Eigenfaces Writeup

By Kyl Wellman

Recognition

First, I computed eigenfaces as a basis for my work. I implemented the speedup as described in the project. It took little time to implement and probably saved me at least an hour of debug time. Here's the average face and a few eigenfaces.

I tried to identify all of the smiling faces based on my eigendecomposition of the neutral faces using different numbers of eigenvectors. Here is a plot of the number of eigenvectors used against the number of successful matches, out of a possible 33.

The missed matches were all quite reasonable, and their subjects were usually smiling with enough zest to make the images look completely dissimilar. Here is one such example. While the neutral face is female and the smiling face is male, the wink is pretty different from the eigenbasis and the facial shape is close.

Because I had already implemented the speedup, I tested my recognition with higher-resolution eigenfaces to see if that made any difference. I still couldn't break the 23/33 barrier though. Here's the full-resolution average and a couple faces.

Q1

Using more eigenvectors is advantageous, but only to a point. After 13 eigenvectors, my program had already matched 23 faces. Going all the way to 33 yield no additional matches. However, since the Jacobian operator is calculating all of the eigenvectors anyway, and it is the clear bottleneck, there isn't a huge cost to use more eigenvectors than necessary. On larger data sets this would be a more crucial decision, and if I hadn't implemented the optimization I would have wanted to recompute my eigenfaces as seldom as possible, so I would have leaned towards using too many rather than too few.

Q2

I was not able to match more than 23 faces, even using full-resolution eigenfaces. The mis-matches, though, were all reasonable. Not all were as extreme as the one shown above, but they were all close on skin tone and facial features. Here are a couple other mis-matches. The left pair's neutral image is blurry and washed out. Due to lighting and cropping, I think the match my program chose for the right pair looks closer than the actual match.

Cropping and finding

The first picture I worked on cropping was the elf. I had a lot of trouble getting my eigenfaces to find the baby, probably because many of the input images have beards and glasses. The baby's face also has very little variance, which made it hard to isolate from the walls. I ended up converting the image to grayscale before doing any projection. I also used the distance from the mean to center the window rather than the MSE, which ended up being halfway off of the face because of the variance term in my MSE calculation. I had similar problems cropping my own image, and the severe red-eye definitely didn't help. Once I converted to grayscale I had much more success, with the only challenge being the variance term again.

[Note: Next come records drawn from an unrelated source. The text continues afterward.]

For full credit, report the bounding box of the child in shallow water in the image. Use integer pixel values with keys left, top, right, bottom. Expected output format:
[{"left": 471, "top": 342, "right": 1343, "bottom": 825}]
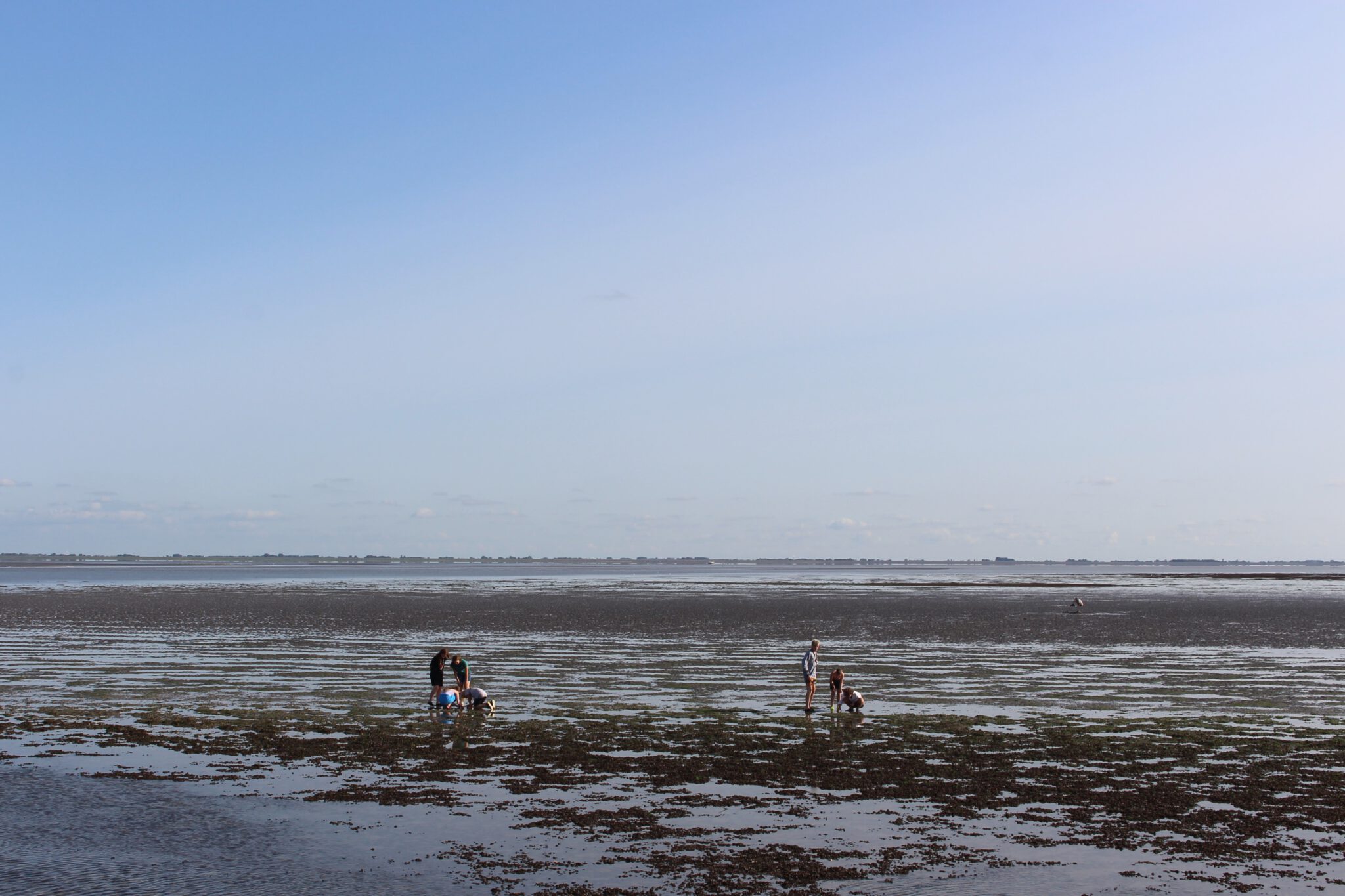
[
  {"left": 463, "top": 685, "right": 495, "bottom": 711},
  {"left": 831, "top": 666, "right": 845, "bottom": 706}
]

For the group portion, I used the test photo and one of the big class photos. The three-person photo came out pretty well, although the faces weren't exactly flush. This is because when the window overlaps the face's edge it dramatically boosts the variance. I'm preferring windows with high variance to avoid picking up walls, and this shows with the three-person photo. The class photo is absolutely chaotic, and only a select few faces were found.

Q1

I used the recommended values of .45, .55, and .01 for the elf photo. For my photo, I used .35, .5, and .01. For the three-person group photo, I used .25, .4, and .01 For the full class photo, I used .35, .55, and .02

Q2

I found many false negatives, most noticeably in the group photo. The root of most of these problems is that areas with low texture can project easily to face-space, since if all coefficients are 0 the projected face is simply blank. To counteract this, I divided each image's error by its variance, increasing the error for low-variance images. This, however, prefers edges. To counteract this, I multiplied by the distance to the face mean to avoid areas with huge variance but no facial resemblance. These artifacts still remain though, and I found had to tune these values somewhat for each image.

Verification

For the verification portion, I wrote a batch script to test verifyFace at a large range of thresholds and plot the numbers of true and false positive and negative results. My experiment wasn't perfect, because I always tested against the next face for negative results, for instance verifying smiling-5.tga against neutral-4.tga rather than randomly selecting for my negative tests. Here is a graph of my results. Thresholds are given in billions.

Q1

I first ran a verification with a random threshold, and saw that the MSE was around 1.2 trillion. So I tested from 5 billion to 14 trillion, the point at which there were no more positives. This allowed me to capture the full range of useful thresholds, as at 5 billion there are minimal true positives (4/33), and at 14 trillion there are no true negatives.

Q2

I would say the best rate is at 1 trillion, where the false positive and false negative rate are both 5/33, or 15 percent.